Tüm bunların yanında çok daha önemli bir nokta vardı. Maxwell denklemlerine göre ışığın hızı etere göre sabit olmalıydı. Daha önce de bahsettiğim üzere o zamanki fiziğe göre bu şaşırtıcı değildi; zira her dalganın hızı yayıldığı homojen ortama göre sabittir. Işığın hızının değişmemesi için eterin evrensel olarak sabit/durağan olması gerekiyordu; aksi halde eterdeki değişime göre ışığın hızı da değişirdi.
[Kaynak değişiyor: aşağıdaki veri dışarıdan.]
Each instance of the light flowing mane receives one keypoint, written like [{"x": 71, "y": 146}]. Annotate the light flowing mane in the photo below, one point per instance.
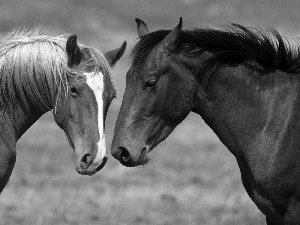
[{"x": 31, "y": 64}]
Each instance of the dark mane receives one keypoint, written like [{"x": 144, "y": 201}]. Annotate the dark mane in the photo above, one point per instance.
[{"x": 231, "y": 46}]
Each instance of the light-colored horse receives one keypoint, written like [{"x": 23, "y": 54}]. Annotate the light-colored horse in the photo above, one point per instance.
[{"x": 41, "y": 73}]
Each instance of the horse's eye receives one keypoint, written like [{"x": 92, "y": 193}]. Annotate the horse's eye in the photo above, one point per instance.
[
  {"x": 151, "y": 83},
  {"x": 73, "y": 91},
  {"x": 89, "y": 67}
]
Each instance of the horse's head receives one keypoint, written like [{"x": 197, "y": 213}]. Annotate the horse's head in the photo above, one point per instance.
[
  {"x": 82, "y": 103},
  {"x": 158, "y": 96}
]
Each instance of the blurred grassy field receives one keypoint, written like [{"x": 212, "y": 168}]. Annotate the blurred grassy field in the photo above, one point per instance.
[{"x": 191, "y": 179}]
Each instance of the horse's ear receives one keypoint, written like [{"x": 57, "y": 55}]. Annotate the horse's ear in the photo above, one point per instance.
[
  {"x": 170, "y": 41},
  {"x": 114, "y": 55},
  {"x": 73, "y": 51},
  {"x": 141, "y": 28}
]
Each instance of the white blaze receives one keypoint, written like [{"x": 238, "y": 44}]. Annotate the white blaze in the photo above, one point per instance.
[{"x": 96, "y": 83}]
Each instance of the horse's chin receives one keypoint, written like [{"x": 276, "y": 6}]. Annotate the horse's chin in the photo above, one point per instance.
[
  {"x": 92, "y": 169},
  {"x": 145, "y": 156}
]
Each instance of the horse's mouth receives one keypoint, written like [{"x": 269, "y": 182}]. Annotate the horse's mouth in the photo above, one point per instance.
[
  {"x": 92, "y": 169},
  {"x": 145, "y": 157}
]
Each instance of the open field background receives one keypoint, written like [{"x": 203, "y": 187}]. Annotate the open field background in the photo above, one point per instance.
[{"x": 191, "y": 179}]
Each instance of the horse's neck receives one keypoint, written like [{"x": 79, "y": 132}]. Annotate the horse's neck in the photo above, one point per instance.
[
  {"x": 7, "y": 131},
  {"x": 21, "y": 117}
]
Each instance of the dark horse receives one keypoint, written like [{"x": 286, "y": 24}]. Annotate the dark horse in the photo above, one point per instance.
[
  {"x": 39, "y": 74},
  {"x": 243, "y": 82}
]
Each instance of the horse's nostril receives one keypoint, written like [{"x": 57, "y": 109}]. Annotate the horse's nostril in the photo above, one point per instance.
[
  {"x": 86, "y": 160},
  {"x": 124, "y": 154}
]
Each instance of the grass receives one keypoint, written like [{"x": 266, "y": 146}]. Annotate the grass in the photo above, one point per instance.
[{"x": 191, "y": 179}]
O zaman eter evrensel olarak durağan bir şeyse ve Dünya’mızın da hareket ettiğini biliyorsak eteri saptamamızı sağlayacak bir deney yapabiliriz. Nasıl mı? Görselde gördüğünüz Albert Michelson ve Edward Morley, o zamana kadar yapılmış en hassas deney düzeneğini tasarladılar. Bu deneye göre demet bölücüye bir ışık gönderilecek ve bu ışık iki dik parçaya ayrılacak. Eğer eter Dünya’ya göre hareket ediyorsa iki ışığın farklı zamanlarda geldiğini görmeliyiz. Böylece dünyanın etere göre hızını tespit edebiliriz. Bu deney o zamana kadar yapılmış tüm deneylerden çok daha hassastı ve diğer deneylerden olumlu bir sonuç çıkmasa da bilim camiası bu deneyden bir sonuç çıkmasını bekliyordu. Michelson ve Morley 1887 yılında deneyi yaptılar. Sonuç: Elde var sıfır! İki ışık farklı zamanlarda ulaşmamıştı.



Bu sonucu açıklamak için sürüklenen-eter teorileri ortaya kondu ama hepsi varsayımlar listesine daha da fazla madde ekliyordu. Dikkate değer bir çalışma ise Einsein’ın da gençliğinde çok etkilendiği ve çalışmalarından haberdar olduğu Hendrik Lorentz’den geldi. Lorentz eterin sabit olduğunu, fakat eter içinde ilerleyen nesnelerin bir uzunluk kısalması yaşadığını söyleyerek sonuçları açıklamaya çalıştı. Ayrıca gerçek zaman ve lokal zaman gibi ayrımlardan bahsetse de bunun sadece matematiksel olduğunu ve tabii ki herkes için tek bir zaman olduğunu söyledi.

Her ne kadar sürüklenen eter teorilerinden daha sade ve iyi dursa da Lorentz’in teorisinde de sorunlar vardı. Bir önceki yazımda bahsettiğim üzere 1800’lerin sonuna geldiğimizde fizikte büyük bir kriz durumu hakimdi ve çeşitli çevrelerde ışık çatan eter fikri sorgulanmaya başlamıştı.

1 Ockham’ın usturası: Aynı gözlemi açıklayan rakip hipotezler sunulduğunda, en az varsayıma sahip çözümün seçilmesi gerektiğini savunan problem çözme ilkesi.